The Cities Blog

Youth Farm expands to Hawthorne, Frogtown neighborhoods

[image]

In an era of cutbacks to youth programs, Youth Farm's expansion announcement comes as a surprise.

The 16-year-old nonprofit announced it will add programs for this summer in the Hawthorne neighborhood in Minneapolis, and Frogtown in St. Paul. Youth Farm "builds youth leadership through planting, growing, preparing, and selling food" in the Lyndale and Powderhorn neighborhoods in Minneapolis, and on St. Paul's West Side.

Five hundred kids, ages 9 to 18, participate in its year-round programs. Its youth guide positions also provide summer employment to neighborhood teenagers. The program is free to participants, and one perk I noticed for parents: your kids get excited about vegetables and beg to cook at home.
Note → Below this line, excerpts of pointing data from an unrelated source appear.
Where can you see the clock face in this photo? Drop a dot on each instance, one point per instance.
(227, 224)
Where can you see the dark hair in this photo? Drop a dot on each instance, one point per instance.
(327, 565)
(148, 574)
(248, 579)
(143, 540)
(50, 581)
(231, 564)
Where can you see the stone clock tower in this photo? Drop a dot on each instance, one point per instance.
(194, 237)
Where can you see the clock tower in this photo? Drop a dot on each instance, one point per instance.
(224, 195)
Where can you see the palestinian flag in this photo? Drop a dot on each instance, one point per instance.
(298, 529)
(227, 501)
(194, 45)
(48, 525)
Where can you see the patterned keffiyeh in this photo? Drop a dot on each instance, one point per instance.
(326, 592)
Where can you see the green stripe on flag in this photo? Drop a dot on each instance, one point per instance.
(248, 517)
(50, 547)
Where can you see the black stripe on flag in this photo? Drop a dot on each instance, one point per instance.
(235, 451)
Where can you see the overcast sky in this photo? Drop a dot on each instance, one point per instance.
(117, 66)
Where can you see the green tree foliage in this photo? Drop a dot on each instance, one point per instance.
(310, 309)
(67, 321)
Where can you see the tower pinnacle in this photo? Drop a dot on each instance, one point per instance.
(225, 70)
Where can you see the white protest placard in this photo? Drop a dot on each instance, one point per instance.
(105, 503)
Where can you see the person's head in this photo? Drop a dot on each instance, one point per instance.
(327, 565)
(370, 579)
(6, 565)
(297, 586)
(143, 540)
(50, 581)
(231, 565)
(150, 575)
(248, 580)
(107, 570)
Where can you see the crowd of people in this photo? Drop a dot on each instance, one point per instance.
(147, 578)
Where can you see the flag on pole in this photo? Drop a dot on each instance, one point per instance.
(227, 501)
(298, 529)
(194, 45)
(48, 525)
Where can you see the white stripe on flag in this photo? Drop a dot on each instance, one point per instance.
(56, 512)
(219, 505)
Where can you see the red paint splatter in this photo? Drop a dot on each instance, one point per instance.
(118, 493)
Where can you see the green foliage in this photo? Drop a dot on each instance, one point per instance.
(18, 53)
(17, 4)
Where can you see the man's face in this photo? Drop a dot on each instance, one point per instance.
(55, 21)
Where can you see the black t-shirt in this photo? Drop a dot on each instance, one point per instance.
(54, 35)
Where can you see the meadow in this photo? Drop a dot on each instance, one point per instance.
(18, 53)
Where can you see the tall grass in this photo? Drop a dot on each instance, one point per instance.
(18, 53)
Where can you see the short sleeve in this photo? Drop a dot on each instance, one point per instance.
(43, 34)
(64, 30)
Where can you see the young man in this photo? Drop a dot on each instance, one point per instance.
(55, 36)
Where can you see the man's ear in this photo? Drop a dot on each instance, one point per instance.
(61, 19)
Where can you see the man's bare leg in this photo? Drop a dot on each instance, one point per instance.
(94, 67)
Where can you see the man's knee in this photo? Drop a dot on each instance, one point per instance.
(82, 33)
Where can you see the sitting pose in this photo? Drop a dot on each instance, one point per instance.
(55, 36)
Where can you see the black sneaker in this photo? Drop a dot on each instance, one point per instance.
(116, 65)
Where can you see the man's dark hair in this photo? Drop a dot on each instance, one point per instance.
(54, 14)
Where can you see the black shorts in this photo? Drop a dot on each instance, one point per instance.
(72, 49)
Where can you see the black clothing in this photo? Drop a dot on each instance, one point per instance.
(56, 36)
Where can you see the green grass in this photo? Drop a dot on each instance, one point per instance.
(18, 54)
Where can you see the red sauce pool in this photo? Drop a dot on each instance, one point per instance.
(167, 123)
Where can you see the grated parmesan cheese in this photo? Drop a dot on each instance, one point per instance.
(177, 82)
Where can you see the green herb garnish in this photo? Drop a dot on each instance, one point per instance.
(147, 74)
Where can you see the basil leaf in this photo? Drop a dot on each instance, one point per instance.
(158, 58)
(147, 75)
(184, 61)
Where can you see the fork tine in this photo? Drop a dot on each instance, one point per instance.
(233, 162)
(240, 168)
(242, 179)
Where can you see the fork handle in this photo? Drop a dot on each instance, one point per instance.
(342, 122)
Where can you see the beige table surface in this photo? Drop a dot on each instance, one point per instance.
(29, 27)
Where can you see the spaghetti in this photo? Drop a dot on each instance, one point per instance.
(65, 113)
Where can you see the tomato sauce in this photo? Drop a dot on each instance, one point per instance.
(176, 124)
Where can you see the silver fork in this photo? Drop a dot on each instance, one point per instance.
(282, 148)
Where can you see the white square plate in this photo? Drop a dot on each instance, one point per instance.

As for why his grant-funded program is flourishing in an economic drought, Executive Director Gunnar Liden thinks a lot of hard work is paying off and the timing is ripe. "I think people right now are recognizing the combination of locally-centered work, meaningful jobs for youth, the whole urban farming movement--I know for the first many years that I worked for Youth Farm, just getting people to see it not as 'cute kids in a garden' was a real struggle" said Liden. "And I think people are starting to recognize -- funders and community partners are starting to recognize -- that this is really transformative work."

Youth farmers plant, care for and harvest flowers and produce, cook nutritious meals, sell their bounty at farmers markets, and work with community artists.